IF we compare the Busha and Obama deficits, there is no comparison, obama is the bigger borrower. SO what's your point?
tkwelge - yes and no. Bush signed legislation expanding medicare and medicaid that was unfunded. Ok it goes a long way into the future but the cost adds up to approx $34 Tn. if I recollect properly. Obama hasn't spent that yet.
It would be nice to know how the US intends to fund its deficit before it keeps spending though.
@ Amy 63
I have to agree with Mary. I don't understand the appeal of doing away with government (for the people) to hand over the reigns of the country to big business. We can vote legislators out, but you take what, for example, the financial industry gives you with no recourse. There is value in government, just as there is value in limiting it, but this gets away from what the graph seeks to address. I think the first two bars are in the past, but the positive take away message is that this bill doesn't appear to be a detriment to the national budget. If there is any unease about it at this point, I think the anger ought to be directed at the CBO's numbers. From where I'm sitting, this is a win/win for Americans.
Well, when you give people money, yes, you must rely on trust of business. The governement will never be able to completely create this false world of 100 percent government guaranteed trust, and in many cases it actually makes things worse. You want to control the actions people make with their own money or the money that has been entrusted to them. The cost of sarbannes oxley is 2 million per corporation just to COMPLY. That's 2 million dollars per company that isn't going towards pleasing customers or rewarding investors.

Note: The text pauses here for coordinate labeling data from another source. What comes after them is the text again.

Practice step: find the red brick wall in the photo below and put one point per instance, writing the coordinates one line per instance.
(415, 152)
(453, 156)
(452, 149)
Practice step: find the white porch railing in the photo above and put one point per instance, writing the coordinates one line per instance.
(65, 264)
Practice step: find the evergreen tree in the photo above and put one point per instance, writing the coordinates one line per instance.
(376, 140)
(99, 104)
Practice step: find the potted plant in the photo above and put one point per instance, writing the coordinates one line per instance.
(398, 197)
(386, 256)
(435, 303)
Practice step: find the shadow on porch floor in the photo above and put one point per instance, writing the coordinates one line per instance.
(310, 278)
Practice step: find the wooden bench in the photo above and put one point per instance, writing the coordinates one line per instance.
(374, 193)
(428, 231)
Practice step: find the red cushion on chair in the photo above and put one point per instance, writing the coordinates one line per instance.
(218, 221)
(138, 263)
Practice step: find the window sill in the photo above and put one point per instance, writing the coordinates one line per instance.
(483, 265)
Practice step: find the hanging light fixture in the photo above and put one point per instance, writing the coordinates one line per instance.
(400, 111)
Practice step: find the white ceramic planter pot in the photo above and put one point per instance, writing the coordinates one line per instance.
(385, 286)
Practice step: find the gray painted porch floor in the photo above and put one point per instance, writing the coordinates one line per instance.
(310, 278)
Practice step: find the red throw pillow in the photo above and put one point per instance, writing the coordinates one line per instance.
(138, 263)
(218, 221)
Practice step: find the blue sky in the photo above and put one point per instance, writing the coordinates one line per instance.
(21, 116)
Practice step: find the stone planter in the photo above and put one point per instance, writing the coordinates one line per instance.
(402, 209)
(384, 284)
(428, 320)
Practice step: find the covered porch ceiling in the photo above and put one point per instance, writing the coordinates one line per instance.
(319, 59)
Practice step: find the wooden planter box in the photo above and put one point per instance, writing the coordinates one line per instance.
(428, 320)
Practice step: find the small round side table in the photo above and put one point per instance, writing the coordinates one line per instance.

We have much more power in the free market than we will ever have in the pluralistic world of government politics. Our individual votes mean much less to the government than the money I have means to Chevy. We're not handing power to "big business" but the people. You seem to think that the government is this entity which is supposed to control people's private property, hopefully for your (or at least SOMEBODY'S) benefit. In most cases, the government simply represents the interests of loud pluralities. As governments reach more into economic matters, less and less agreement can be had, and majorities are replaced by pluralities. In such an environment, democracy is an illusion, as governments cease to be able to please the majority, simply because of the political maneuvering of strong elites who play the pluralities against eachother. The idea that government is a protector of YOU personally makes it possible for this elitist pluralism to take hold. Hence the massive dissatisfaction in America in the government, even though these politicians seem to be winning election after election by perceived majorities.
Sorry dude flawed analysis. Your money matters as much to chevy as your vote does to the government. Neither give a rats ass as long as there are enough voters/buyers to keep them in power/profit.
You get to exercise your free will if you spend your own money but you don't have more influence over a company. You gain, potentially, more control over your life or at least the illusion of control.